SSV - Metrics
GET /metrics
end-point is exposing metrics from ssv node to prometheus, and later on to be visualized in grafana.
Design
The metrics will be collected on demand, triggered by an HTTP request and processed by the Handler
,
which then invokes agents (aka collectors
) that reside in each package that needs to expose some metrics.
Collectors implements Collector
interface, and needs to be registered by the containing package.

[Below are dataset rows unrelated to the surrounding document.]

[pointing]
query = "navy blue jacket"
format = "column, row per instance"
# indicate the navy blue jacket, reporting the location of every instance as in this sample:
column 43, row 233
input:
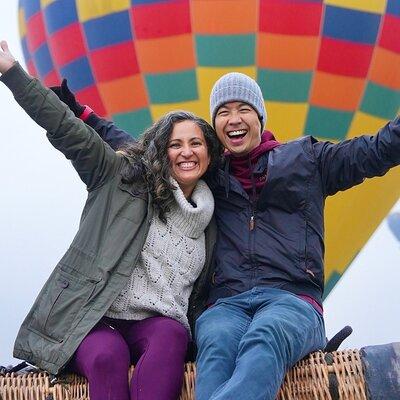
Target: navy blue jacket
column 278, row 240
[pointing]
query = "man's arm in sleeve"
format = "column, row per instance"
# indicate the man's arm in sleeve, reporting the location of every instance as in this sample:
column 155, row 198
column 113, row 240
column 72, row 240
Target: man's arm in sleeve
column 348, row 163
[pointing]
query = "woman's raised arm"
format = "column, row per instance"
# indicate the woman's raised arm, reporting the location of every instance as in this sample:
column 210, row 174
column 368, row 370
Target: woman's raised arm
column 93, row 159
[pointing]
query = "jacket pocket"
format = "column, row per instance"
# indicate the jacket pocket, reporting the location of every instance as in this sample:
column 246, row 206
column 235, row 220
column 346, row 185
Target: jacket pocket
column 60, row 305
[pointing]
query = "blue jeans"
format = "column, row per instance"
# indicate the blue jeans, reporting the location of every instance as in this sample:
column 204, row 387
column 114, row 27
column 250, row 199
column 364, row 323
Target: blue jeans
column 247, row 342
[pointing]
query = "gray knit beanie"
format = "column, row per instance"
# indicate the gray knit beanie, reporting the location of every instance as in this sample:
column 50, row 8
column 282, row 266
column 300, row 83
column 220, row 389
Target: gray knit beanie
column 237, row 87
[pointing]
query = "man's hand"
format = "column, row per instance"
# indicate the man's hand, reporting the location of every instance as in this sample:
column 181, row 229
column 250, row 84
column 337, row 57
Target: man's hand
column 7, row 60
column 66, row 96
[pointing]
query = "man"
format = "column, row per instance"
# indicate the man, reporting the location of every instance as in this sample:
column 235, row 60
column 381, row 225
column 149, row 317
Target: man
column 264, row 304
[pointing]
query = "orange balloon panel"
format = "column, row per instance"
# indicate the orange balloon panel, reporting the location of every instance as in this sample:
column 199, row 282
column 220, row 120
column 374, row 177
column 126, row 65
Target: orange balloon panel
column 327, row 68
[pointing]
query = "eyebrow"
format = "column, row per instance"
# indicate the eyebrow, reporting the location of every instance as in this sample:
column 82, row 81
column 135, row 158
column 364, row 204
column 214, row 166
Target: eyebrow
column 192, row 138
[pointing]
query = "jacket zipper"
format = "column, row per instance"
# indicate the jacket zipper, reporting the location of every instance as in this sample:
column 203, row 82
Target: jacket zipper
column 252, row 222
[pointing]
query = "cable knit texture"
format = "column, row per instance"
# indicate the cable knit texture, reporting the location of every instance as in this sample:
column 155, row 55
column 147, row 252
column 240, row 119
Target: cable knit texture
column 171, row 261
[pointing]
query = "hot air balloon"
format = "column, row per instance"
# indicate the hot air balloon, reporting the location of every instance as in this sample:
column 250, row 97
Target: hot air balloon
column 327, row 68
column 394, row 224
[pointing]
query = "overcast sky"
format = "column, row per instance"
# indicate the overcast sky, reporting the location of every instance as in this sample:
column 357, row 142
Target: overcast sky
column 41, row 199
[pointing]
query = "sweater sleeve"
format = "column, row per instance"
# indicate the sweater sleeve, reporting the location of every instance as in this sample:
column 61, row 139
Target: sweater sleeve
column 111, row 134
column 93, row 159
column 348, row 163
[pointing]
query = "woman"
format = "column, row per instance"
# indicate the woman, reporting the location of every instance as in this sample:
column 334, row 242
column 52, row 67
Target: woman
column 121, row 292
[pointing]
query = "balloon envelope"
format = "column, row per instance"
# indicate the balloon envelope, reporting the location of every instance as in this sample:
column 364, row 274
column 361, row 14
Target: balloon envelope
column 327, row 68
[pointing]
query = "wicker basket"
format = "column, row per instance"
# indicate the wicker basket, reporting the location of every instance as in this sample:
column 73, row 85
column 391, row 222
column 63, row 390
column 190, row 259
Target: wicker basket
column 320, row 376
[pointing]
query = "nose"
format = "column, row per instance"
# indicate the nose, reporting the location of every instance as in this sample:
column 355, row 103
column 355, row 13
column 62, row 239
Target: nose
column 186, row 151
column 234, row 118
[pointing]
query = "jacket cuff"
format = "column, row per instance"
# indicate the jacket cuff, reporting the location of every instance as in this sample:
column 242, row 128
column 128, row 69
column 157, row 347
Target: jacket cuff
column 85, row 114
column 16, row 79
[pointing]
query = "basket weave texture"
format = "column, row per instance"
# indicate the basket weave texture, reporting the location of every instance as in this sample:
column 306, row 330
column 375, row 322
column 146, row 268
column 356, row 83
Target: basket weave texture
column 320, row 376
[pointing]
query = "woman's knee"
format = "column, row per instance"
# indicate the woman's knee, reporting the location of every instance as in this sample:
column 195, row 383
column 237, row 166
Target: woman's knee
column 103, row 351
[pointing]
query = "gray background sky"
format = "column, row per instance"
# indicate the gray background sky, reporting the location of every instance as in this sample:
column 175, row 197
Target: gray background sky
column 41, row 198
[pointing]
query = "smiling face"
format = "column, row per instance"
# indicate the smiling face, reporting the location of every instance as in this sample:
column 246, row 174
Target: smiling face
column 188, row 155
column 238, row 127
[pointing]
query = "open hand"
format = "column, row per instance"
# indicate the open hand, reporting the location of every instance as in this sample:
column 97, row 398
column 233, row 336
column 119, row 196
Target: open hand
column 7, row 60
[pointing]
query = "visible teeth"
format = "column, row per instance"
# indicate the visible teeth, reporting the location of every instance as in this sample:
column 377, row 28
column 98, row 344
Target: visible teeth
column 237, row 133
column 188, row 164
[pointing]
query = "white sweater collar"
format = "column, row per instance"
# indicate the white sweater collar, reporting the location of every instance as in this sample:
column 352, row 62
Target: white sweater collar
column 188, row 219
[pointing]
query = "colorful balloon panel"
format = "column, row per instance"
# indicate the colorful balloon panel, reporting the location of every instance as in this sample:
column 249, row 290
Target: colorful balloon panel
column 327, row 68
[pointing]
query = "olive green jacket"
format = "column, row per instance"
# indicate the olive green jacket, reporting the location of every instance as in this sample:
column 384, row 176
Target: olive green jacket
column 112, row 231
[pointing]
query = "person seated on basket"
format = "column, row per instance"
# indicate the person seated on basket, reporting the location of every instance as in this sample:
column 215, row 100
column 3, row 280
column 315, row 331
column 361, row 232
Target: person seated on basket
column 263, row 312
column 121, row 292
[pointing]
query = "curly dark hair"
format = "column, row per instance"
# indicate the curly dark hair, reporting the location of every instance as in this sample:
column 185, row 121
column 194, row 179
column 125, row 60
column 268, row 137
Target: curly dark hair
column 149, row 165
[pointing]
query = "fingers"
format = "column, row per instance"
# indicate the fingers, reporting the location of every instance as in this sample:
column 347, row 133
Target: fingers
column 4, row 47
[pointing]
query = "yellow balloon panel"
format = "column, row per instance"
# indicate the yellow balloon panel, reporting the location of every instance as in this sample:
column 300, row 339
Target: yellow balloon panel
column 328, row 68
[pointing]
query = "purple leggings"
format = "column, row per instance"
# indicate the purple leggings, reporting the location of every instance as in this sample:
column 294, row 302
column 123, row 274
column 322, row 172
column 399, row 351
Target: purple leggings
column 157, row 346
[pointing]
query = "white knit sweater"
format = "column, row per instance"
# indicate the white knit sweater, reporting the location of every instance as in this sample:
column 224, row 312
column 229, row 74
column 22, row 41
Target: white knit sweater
column 170, row 262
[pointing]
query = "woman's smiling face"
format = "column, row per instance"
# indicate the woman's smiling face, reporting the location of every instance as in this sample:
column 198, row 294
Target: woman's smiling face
column 188, row 155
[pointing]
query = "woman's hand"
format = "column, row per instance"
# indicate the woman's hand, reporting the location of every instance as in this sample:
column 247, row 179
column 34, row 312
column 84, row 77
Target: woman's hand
column 7, row 60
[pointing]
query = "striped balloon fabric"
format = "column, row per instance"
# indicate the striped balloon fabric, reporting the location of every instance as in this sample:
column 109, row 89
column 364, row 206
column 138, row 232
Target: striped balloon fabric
column 327, row 68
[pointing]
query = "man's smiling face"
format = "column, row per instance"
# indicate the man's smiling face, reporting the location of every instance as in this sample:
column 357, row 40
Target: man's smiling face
column 238, row 127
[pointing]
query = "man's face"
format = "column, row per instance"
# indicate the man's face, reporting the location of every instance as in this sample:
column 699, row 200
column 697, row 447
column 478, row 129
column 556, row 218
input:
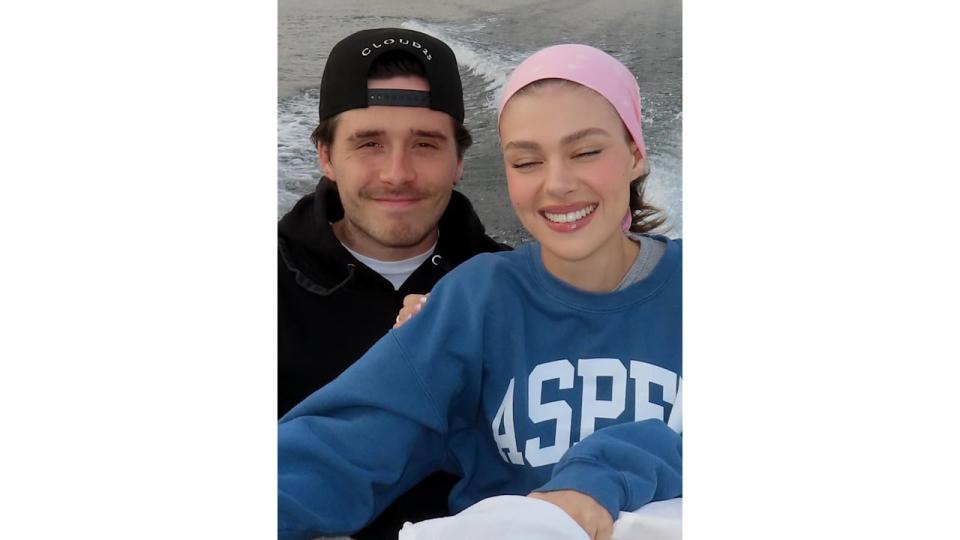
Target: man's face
column 395, row 168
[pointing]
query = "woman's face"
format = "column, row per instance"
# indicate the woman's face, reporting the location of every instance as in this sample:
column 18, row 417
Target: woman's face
column 569, row 164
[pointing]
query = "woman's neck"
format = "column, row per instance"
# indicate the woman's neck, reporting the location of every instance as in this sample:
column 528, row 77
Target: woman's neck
column 601, row 271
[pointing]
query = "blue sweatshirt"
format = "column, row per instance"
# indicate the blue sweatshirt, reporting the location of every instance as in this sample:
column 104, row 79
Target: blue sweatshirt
column 509, row 378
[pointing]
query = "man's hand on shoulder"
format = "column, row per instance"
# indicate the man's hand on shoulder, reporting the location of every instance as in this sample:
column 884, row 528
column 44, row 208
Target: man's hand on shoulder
column 412, row 303
column 584, row 509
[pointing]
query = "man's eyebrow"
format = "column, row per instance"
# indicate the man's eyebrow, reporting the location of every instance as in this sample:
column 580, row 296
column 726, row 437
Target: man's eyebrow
column 365, row 134
column 429, row 133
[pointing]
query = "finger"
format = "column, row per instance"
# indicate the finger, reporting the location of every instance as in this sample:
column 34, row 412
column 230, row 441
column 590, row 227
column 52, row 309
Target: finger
column 605, row 531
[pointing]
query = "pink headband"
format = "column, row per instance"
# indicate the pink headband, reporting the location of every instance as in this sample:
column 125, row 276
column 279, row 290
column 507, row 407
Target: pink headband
column 590, row 67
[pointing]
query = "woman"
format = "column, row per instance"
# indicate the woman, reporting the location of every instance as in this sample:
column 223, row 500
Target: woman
column 519, row 356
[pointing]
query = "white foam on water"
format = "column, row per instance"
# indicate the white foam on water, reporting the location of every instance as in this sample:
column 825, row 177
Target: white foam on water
column 487, row 64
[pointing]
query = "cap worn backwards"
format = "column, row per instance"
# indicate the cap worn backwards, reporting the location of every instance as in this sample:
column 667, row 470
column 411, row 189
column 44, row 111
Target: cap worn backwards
column 344, row 84
column 590, row 67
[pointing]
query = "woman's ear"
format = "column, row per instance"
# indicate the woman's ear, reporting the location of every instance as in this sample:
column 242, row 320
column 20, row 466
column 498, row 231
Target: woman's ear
column 639, row 165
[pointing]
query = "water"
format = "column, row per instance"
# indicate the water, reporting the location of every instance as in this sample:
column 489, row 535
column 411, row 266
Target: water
column 489, row 40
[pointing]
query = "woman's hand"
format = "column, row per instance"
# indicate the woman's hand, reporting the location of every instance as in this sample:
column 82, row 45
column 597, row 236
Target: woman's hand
column 411, row 306
column 584, row 509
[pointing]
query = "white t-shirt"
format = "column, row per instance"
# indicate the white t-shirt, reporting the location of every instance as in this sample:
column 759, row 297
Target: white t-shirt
column 396, row 272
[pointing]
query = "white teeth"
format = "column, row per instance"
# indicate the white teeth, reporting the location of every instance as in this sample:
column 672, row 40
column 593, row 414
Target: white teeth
column 571, row 216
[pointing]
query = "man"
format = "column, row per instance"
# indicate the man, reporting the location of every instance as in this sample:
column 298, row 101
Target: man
column 383, row 222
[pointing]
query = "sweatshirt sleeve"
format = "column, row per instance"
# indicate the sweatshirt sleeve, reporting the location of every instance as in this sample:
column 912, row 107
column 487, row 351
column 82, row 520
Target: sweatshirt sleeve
column 624, row 466
column 355, row 445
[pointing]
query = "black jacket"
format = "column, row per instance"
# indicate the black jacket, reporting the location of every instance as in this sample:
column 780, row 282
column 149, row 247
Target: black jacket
column 332, row 308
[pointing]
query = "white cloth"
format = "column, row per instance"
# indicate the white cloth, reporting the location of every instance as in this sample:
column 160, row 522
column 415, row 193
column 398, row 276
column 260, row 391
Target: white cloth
column 512, row 517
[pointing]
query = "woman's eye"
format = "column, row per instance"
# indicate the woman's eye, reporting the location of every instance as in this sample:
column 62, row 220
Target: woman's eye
column 525, row 164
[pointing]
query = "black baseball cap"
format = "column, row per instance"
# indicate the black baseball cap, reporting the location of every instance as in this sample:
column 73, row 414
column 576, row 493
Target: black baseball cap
column 344, row 83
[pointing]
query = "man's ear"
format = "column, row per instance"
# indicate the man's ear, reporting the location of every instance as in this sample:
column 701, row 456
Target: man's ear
column 323, row 155
column 456, row 180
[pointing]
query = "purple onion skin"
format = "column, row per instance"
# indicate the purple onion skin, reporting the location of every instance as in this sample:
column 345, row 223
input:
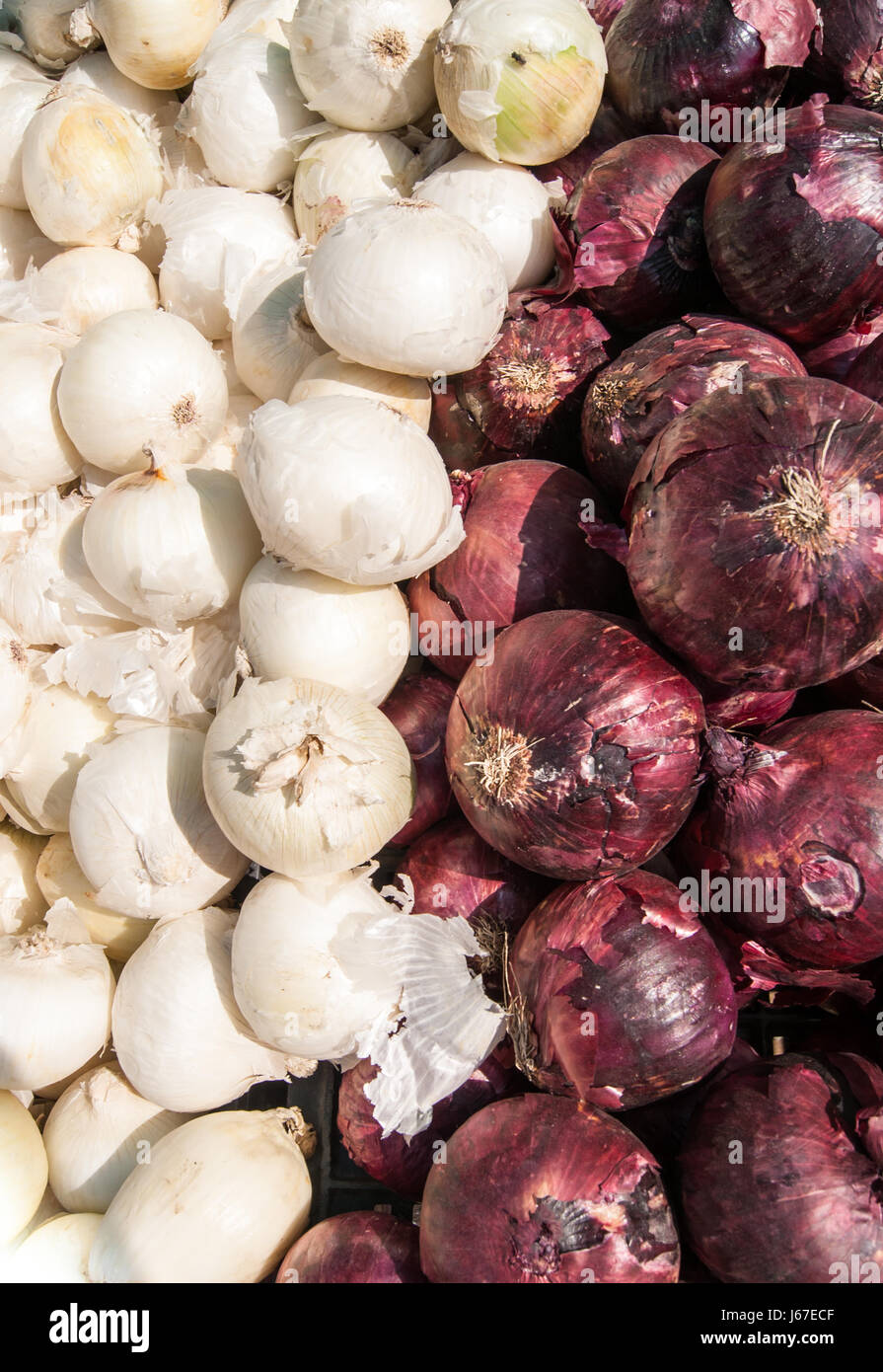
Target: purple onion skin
column 635, row 220
column 748, row 555
column 674, row 55
column 539, row 1189
column 418, row 707
column 625, row 996
column 359, row 1248
column 802, row 802
column 575, row 751
column 792, row 232
column 801, row 1200
column 661, row 376
column 454, row 873
column 524, row 552
column 397, row 1164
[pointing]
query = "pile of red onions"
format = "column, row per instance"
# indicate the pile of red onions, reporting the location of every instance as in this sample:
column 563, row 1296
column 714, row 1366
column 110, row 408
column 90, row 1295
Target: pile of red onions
column 801, row 805
column 635, row 220
column 781, row 1174
column 545, row 1189
column 661, row 376
column 620, row 994
column 404, row 1164
column 359, row 1248
column 524, row 552
column 755, row 552
column 575, row 752
column 792, row 231
column 418, row 707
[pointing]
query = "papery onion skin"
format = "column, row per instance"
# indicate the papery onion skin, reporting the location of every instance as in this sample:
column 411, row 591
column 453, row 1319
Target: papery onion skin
column 799, row 807
column 728, row 52
column 418, row 707
column 544, row 1189
column 524, row 553
column 792, row 229
column 622, row 994
column 355, row 1248
column 657, row 379
column 753, row 551
column 575, row 751
column 805, row 1203
column 636, row 222
column 395, row 1161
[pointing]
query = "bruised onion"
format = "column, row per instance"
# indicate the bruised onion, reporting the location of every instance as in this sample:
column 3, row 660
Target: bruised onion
column 791, row 823
column 657, row 379
column 418, row 707
column 542, row 1189
column 792, row 231
column 622, row 996
column 359, row 1248
column 404, row 1164
column 777, row 1187
column 755, row 546
column 636, row 222
column 524, row 552
column 575, row 751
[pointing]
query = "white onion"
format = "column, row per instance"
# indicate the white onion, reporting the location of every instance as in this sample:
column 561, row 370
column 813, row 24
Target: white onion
column 245, row 112
column 503, row 202
column 99, row 1129
column 287, row 975
column 330, row 375
column 348, row 488
column 305, row 778
column 273, row 338
column 338, row 169
column 90, row 171
column 215, row 239
column 154, row 42
column 55, row 1002
column 221, row 1202
column 24, row 1168
column 407, row 287
column 60, row 878
column 48, row 751
column 141, row 379
column 179, row 1033
column 22, row 901
column 366, row 63
column 307, row 625
column 520, row 80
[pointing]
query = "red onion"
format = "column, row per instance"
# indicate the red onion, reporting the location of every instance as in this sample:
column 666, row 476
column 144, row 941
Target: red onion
column 792, row 232
column 542, row 1189
column 575, row 751
column 753, row 549
column 524, row 552
column 620, row 994
column 671, row 56
column 394, row 1161
column 776, row 1185
column 359, row 1248
column 799, row 811
column 636, row 224
column 418, row 707
column 655, row 380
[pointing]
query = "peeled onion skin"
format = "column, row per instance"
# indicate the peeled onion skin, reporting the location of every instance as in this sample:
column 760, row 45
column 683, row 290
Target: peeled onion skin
column 539, row 1189
column 622, row 998
column 745, row 553
column 359, row 1248
column 774, row 1187
column 801, row 804
column 575, row 752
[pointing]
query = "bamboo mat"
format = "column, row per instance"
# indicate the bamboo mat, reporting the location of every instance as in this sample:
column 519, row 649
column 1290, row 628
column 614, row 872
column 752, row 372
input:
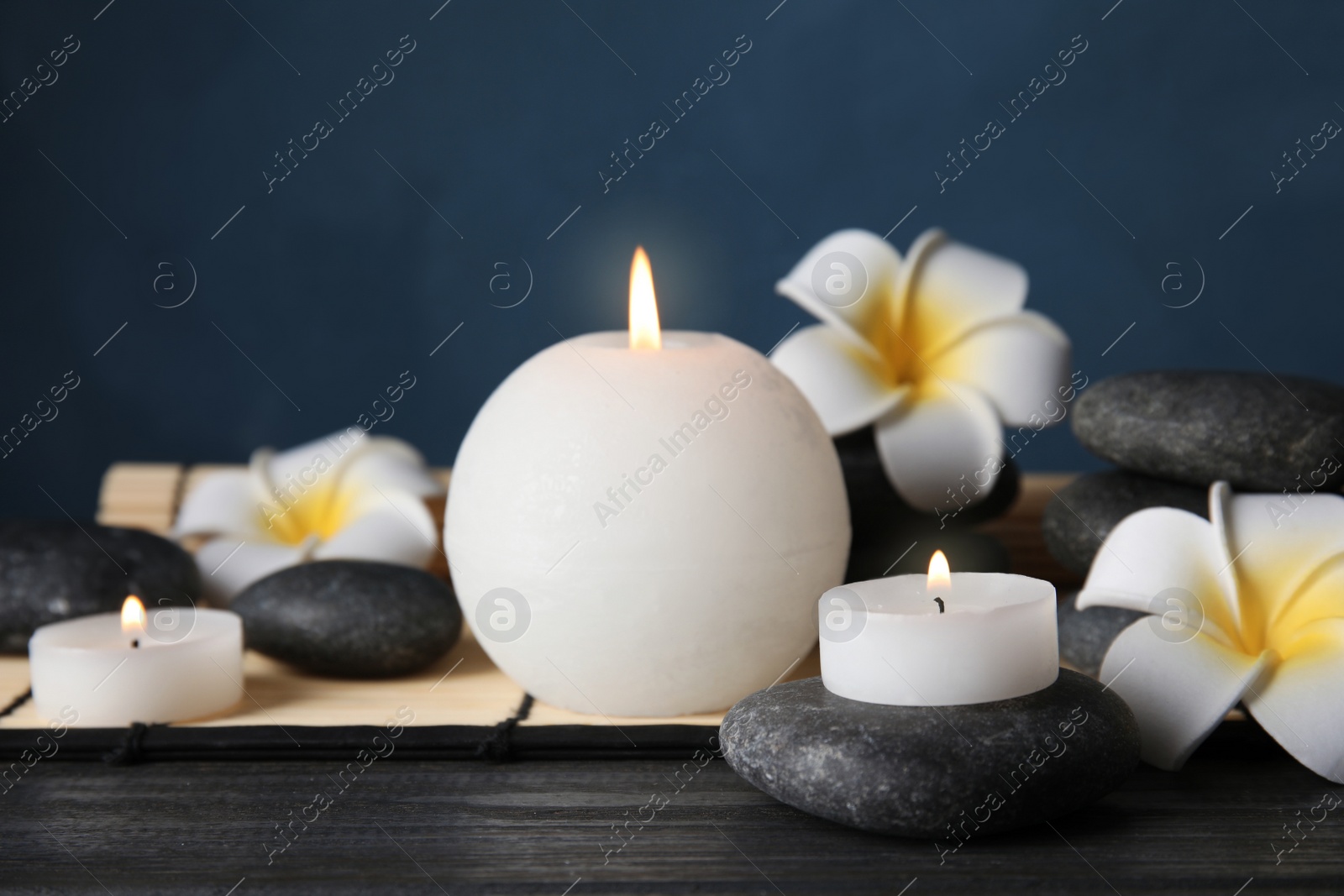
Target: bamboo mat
column 464, row 688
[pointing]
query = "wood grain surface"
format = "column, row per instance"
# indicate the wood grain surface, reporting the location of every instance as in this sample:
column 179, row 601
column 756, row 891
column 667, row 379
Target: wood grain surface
column 544, row 828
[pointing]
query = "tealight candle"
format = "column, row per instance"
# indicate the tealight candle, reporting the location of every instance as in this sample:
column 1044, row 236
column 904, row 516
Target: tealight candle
column 940, row 640
column 113, row 672
column 640, row 523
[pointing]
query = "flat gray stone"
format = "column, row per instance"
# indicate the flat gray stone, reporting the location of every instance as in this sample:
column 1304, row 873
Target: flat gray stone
column 53, row 570
column 875, row 504
column 1082, row 513
column 949, row 773
column 1250, row 429
column 351, row 618
column 1085, row 636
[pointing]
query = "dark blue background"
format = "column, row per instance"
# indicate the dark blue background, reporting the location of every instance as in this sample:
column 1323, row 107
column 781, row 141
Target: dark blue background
column 503, row 116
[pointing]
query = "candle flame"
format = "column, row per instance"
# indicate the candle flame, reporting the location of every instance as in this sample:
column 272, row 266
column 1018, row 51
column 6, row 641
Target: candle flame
column 940, row 577
column 645, row 332
column 132, row 616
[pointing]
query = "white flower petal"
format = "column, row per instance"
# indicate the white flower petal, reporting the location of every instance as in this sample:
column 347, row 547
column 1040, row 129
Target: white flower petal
column 1019, row 362
column 1178, row 691
column 230, row 564
column 1155, row 550
column 855, row 300
column 1301, row 705
column 941, row 434
column 954, row 288
column 223, row 501
column 387, row 526
column 390, row 464
column 1278, row 543
column 847, row 389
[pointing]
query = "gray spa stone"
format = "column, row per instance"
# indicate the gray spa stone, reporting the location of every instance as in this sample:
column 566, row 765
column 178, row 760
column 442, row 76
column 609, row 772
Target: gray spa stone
column 949, row 773
column 1200, row 426
column 1085, row 636
column 1084, row 512
column 351, row 618
column 53, row 570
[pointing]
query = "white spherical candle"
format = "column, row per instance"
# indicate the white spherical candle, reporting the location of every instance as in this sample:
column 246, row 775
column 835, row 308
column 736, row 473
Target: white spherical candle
column 104, row 672
column 909, row 642
column 645, row 531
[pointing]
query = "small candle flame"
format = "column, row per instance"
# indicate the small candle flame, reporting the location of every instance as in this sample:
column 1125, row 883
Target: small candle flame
column 132, row 616
column 645, row 332
column 940, row 577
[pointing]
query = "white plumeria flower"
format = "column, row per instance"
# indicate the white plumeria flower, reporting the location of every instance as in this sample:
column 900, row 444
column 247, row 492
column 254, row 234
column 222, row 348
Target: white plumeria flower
column 1250, row 607
column 934, row 348
column 349, row 496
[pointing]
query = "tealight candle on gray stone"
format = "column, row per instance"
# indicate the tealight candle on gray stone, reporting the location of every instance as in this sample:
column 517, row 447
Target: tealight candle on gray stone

Once registered, a collector will be invoked on metrics requests.
MetricsAPIPort
is used to enable metrics collection and expose the API on the given nodes:
yaml:"MetricsAPIPort" env:"METRICS_API_PORT" description:"port of metrics api"
Example:
MetricsAPIPort: 15001
Collected Metrics
The following is a list of all collected metrics in SSV, grouped by containing package:
Validator
ssv-collect.validator.all_connected_peers{} COUNT
ssv-collect.validator.connected_peers{pubKey} COUNT
ssv-collect.validator.count_validators{} COUNT
ssv-collect.validator.ibft_instance_state_<SEQ_NUMBER>{identifier,round,stage} SEQ_NUMBER
ssv-collect.validator.running_ibfts_count_all{} COUNT
ssv-collect.validator.running_ibfts_count_validator{pubKey} COUNT
Process
ssv-collect.process.completed_gc_cycles{lastGCTime} COUNT
ssv-collect.process.cpus_count{} COUNT
ssv-collect.process.go_version{} GOVERSION
ssv-collect.process.goroutines_count{} COUNT
ssv-collect.process.memory_stats{alloc,sys,heapSys} 1
Usage
Metrics
$ curl http://localhost:15000/metrics
Profiling
$ curl http://localhost:15000/debug/pprof/goroutine?seconds=40 --output goroutines.tar.gz
$ go tool pprof goroutines.tar.gz
Or in web view:
$ go tool pprof -web goroutines.tar.gz
Web UI
To visualize results in web UI directly:
$ go tool pprof -web http://localhost:15001/debug/pprof/heap?minutes=5
Pull from stage
$ curl http://18.237.221.242:15000/metrics --output metrics.out
$ curl http://18.237.221.242:15000/debug/pprof/goroutine\?minutes\=20 --output goroutines.tar.gz
$ curl http://18.237.221.242:15000/debug/pprof/heap\?minutes\=20 --output heap.tar.gz
$ go tool pprof -web goroutines.tar.gz
$ go tool pprof -web heap.tar.gz
Health Check
Health check route is available on GET /health
.
In case the node is healthy it returns an HTTP Code 200
with empty JSON:
$ curl http://localhost:15000/health
{}
If the node is not healthy, the corresponding errors will be returned with HTTP Code 500
:
$ curl http://localhost:15000/health
{"errors": ["could not sync eth1 events"]}